Prelude to a New Beginning

A park near our new home, on a rainy day adventure.

A park near our new home, on a rainy day adventure.

 

For a long time I stared at this blank page and wondered where to begin, at what point of our new beginning I should start from, and I came up as blank as this page was.

But then I realized that I needed to start where one story left off. Because really, it’s why this new chapter had to begin.

My Father.

He suffered, recovered and then dealt with all that Esophageal Cancer can give. He had chemo, radiation, and multiple surgeries. He had double pneumonia. He had Liver dysfunction. He had many infections. And through it all he was his positive best.
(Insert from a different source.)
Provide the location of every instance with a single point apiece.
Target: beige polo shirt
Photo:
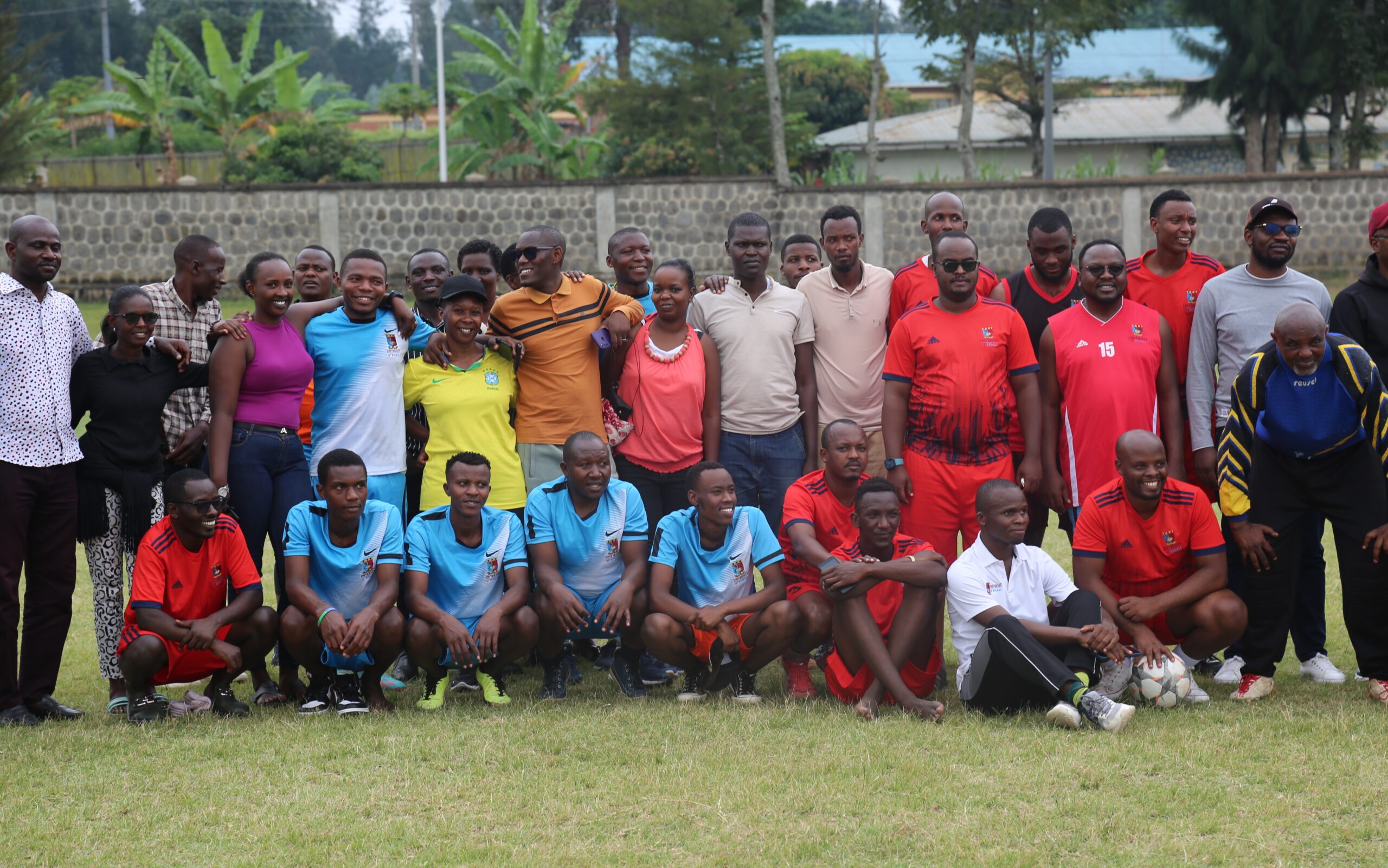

And I was a mess. Sitting in India, waiting for a sluggish US Immigration system to finally accept that my marriage was real and give my husband his green card so that we could join my family in the US.

Finally, our struggle was over and we began packing our lives up in to 10 suitcases, purchasing plane tickets and preparing for our long journey to our new home.
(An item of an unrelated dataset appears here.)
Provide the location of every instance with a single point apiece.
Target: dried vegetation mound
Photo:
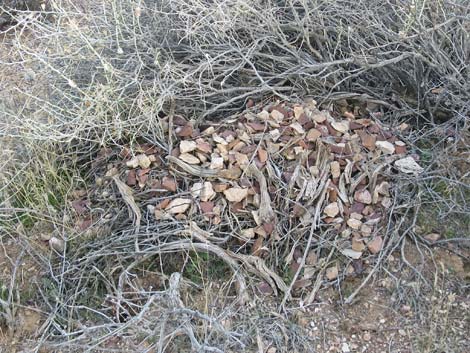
(295, 195)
We arrived at Dulles International Airport on December 19th, 2012. My younger brother came in our step-brother’s large truck to help us cart our entire luggage home. It took two hours to clear Immigration. It felt like a longer wait than the Green Card was. But finally we were cleared and with the help of a very nice attendant, got everything loaded up and was ready for our final two-hour trip home.

When we arrived, my father was in the hospital. He had edema and severe liver dysfunction. He was hospitalized for four days. He finally came home two days after our arrival. Frail and thin and with very little energy, I found that the ashy face of my father no longer the positive one I had known.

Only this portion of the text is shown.